Namun di balik kesuksesannya mencipta sepatu yang diminati pasar ini, Gally mengaku kali pertama menekuni sepatu dari tidak bisa menggambar sama sekali.

"Saya berangkat dari tidak punya pengalaman menggambar bahkan basic pun enggak punya. Semuanya mengalir saja," ujarnya.

Padahal, sebagai penikmat musik dan fesyen yang berbau Rock and Roll, Gally mengaku sulit mendapatkan sepatu yang ia inginkan di Indonesia. Hingga akhirnya gagasan membuat sepatu boots sendiri muncul dalam benaknya.

Dari seorang diri yang mendesain sepatu, Gally kini punya 30 perajin sendiri. Meski diakuinya, jumlah perajin sekarang tetap belum bisa memenuhi permintaan.

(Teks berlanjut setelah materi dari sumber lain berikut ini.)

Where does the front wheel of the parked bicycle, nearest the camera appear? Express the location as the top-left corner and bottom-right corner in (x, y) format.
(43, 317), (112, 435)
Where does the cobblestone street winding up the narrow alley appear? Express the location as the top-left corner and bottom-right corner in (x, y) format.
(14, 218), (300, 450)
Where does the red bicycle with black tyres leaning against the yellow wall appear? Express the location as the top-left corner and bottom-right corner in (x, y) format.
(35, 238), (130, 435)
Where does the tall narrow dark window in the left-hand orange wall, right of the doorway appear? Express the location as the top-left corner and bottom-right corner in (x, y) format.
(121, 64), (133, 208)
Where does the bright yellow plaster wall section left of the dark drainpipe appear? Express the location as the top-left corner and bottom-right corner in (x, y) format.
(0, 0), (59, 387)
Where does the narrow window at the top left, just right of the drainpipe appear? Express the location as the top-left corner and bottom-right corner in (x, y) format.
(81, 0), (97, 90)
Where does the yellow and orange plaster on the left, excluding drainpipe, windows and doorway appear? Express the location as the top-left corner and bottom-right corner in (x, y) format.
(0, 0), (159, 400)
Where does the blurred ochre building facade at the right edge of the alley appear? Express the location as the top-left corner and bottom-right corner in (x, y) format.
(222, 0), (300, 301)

“Dalam satu bulan pemintaan bisa 1.300-1.500 pasang sepatu saya dapat. Tapi kalau produksi hanya bisa 500 pasang per bulan, karena kita membutnya masih free hand bukan mesin,” tutur Gally mengeluhkan.

3 dari 3 halaman

Berawal dari Cibaduyut

Gally mengakui, awal dirinya terjun ke dunia pembuatan sepatu adalah Cibaduyut. Kawasan sentra sepatu lokal Bandung yang namanya sudah harum ke mana-mana.

"Selain mengamen, saya juga belajar dari pembuat sepatu di Cibaduyut. Selama kurang lebih setahun, ikut belajar dari mereka membuat sepatu dari nol dan belajar pada karakter tiap orang dalam membuat sepatu seperti apa," kata Gally.

Pengetahuan tentang membuat sepatu sedikit demi sedikit mulai merasuk dalam diri Gally. Sebagai orang yang merasa terbantu dan mendapat ilmu persepatuan dari Cibaduyut, ia tidak melupakan masa lalunya. Keberadaan perajin sepatu yang mulai berkurang, Gally pun mencoba melakukan terobosan.

Hal itu ia lakukan dengan awalnya membawa dua orang perajin sepatu dari Cibaduyut, hingga kini puluhan perajin telah bekerja di bengkelnya. Keputusan tersebut diambil Gally agar perajin muda lahir dan tidak berhenti di generasi tua semata.

"Semua karyawan dari Cibaduyut mulai dari bapak, anak sampai cucu. Kita bisa lihat sekarang ini pembuat sepatu mulai langka. Makanya saya coba rangkul yang muda mulai dari anak cucu mereka. Tujuannya hanya satu, mengangkat harkat perajin lokal," tegasnya.

Keberlanjutan para perajin lokal menurutnya sangat penting. Bahkan orang yang tidak mengenal dunia sepatu pun dia libatkan untuk belajar memahami pembuatan sepatu.

"Semua orang pasti ingin move on. Nah, bagaimana caranya aku jadi berkat bagi orang lain ya ini caranya. Membuka lapangan kerja yang baru," ucapnya.